Seating arrangements in the space consisted of two leather recliners directly in front of the TV set with a narrow end table standing between them. Off to one side sat an upholstered love seat. A rolling walker was stationed within easy reach of a graying fifty-something man seated in one of the recliners.
“I’m Walter Olmstead,” he said, holding out his hand in greeting. “Have a seat. I hope you’ll forgive me for not standing. Football injury,” he added in explanation, patting one hip, “a new one rather than an old one. I’m the coach, you see. The first game of the season was a doozy. In the middle of a crucial play, I saw two players charging straight for me. Unfortunately, I dodged to the right when I should have dodged to the left. Broke my hip and had to be stretchered off the field. The doctors tried screwing it back together, but they finally gave up and did a hip replacement. With any kind of luck, I’ll be back at school after Christmas break.”
“Ouch,” I said, settling onto the love seat while Penny sat down on the other recliner.
“Them’s the breaks,” Walter said with an offhand shrug accompanied by an engaging grin. “But the Wolverines went on to win state without me, so you can see how much my coaching is worth. What can we do for you, Mr. Beaumont?”
“As your wife said, I met with Danitza yesterday—with her and James both. He looks like a great kid,” I added, gesturing toward the collection of photos.
“He is a great kid,” Walter declared proudly, “no question about it.
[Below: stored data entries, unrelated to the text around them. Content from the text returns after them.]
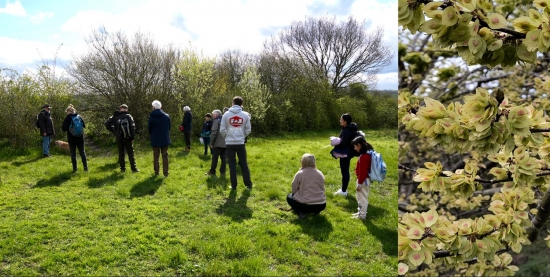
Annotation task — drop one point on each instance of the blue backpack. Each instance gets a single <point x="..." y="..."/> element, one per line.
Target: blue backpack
<point x="76" y="129"/>
<point x="378" y="167"/>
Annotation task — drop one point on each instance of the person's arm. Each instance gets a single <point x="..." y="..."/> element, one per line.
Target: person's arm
<point x="132" y="126"/>
<point x="42" y="123"/>
<point x="296" y="182"/>
<point x="66" y="124"/>
<point x="247" y="128"/>
<point x="149" y="125"/>
<point x="223" y="128"/>
<point x="214" y="133"/>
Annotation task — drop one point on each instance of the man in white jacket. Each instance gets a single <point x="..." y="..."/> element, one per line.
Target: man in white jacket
<point x="235" y="127"/>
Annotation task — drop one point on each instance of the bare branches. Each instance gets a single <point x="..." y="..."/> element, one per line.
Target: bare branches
<point x="344" y="52"/>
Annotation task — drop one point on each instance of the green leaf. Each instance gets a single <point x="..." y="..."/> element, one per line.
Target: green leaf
<point x="449" y="16"/>
<point x="496" y="21"/>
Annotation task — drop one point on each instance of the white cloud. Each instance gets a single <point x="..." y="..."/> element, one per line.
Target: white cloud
<point x="212" y="26"/>
<point x="40" y="16"/>
<point x="387" y="81"/>
<point x="15" y="9"/>
<point x="16" y="52"/>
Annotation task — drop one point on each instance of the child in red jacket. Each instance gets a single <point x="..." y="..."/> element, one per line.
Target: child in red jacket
<point x="362" y="171"/>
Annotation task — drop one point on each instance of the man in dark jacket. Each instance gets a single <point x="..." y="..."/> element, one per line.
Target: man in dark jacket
<point x="46" y="129"/>
<point x="347" y="134"/>
<point x="186" y="126"/>
<point x="159" y="130"/>
<point x="217" y="144"/>
<point x="124" y="138"/>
His mom has done a terrific job of raising him.”
“But not without a good deal of assistance from the two of you.”
“We do our best,” Penny agreed with a modest smile.
“But what can we do for you today?” Walter insisted. “Why this sudden interest in finding Chris now? Why not twelve years ago?”
“Because twelve years ago it wasn’t clear he was missing,” I answered. “Since Chris was estranged from both sets of grandparents at the time he disappeared, no one ever got around to reporting him as missing. Now, though, his only remaining grandmother, Annie Hinkle, is likely on her deathbed back in Ohio. She asked Chris’s brother, Jared, to try to find him in hopes of having a last-minute reconciliation. Jared’s the one who brought me into the picture.”
“I don’t see how we can be of much help,” Penny said. “Wally and I never actually met Chris. All we know about him is what Nitza has told us over the years.”
“From what I’ve heard, you two were part of a very limited group of people who knew much of anything about what was really going on at the time Chris went missing.”
“You mean about her being pregnant?” Penny asked.
“Yes,” I answered. “I guess Nitza’s parents weren’t too thrilled with the news. What can you tell me?”
“Saying they weren’t thrilled doesn’t come close!” Penny objected. “Roger Adams was downright furious, and when Roger is angry, he’s a force to be reckoned with. As for my sister, when it came to choosing between her husband or her daughter, Eileen always went along with whatever Roger said. That’s one of the reasons I tried to stay close to Nitza over the years, even when she was little. I wanted her to feel like she had someone on her side.”
“You must have succeeded,” I remarked, “because that night when the chips were down, she trusted you enough to come straight here.”
“And we’re both glad she did,” Walter declared, sending a smile in his wife’s direction. “I was always troubled by the way Roger and Eileen treated their daughter, but when Roger refused to let Nitza attend her own mother’s funeral? That was the last straw in my book.”
“Did you go?” I asked Penny.
“To the funeral, you mean?” she wanted to know.
I nodded.
“I tried,” Penny said. “Nitza and I wouldn’t even have known it was happening if one of Shelley’s friends hadn’t called and told me about it.”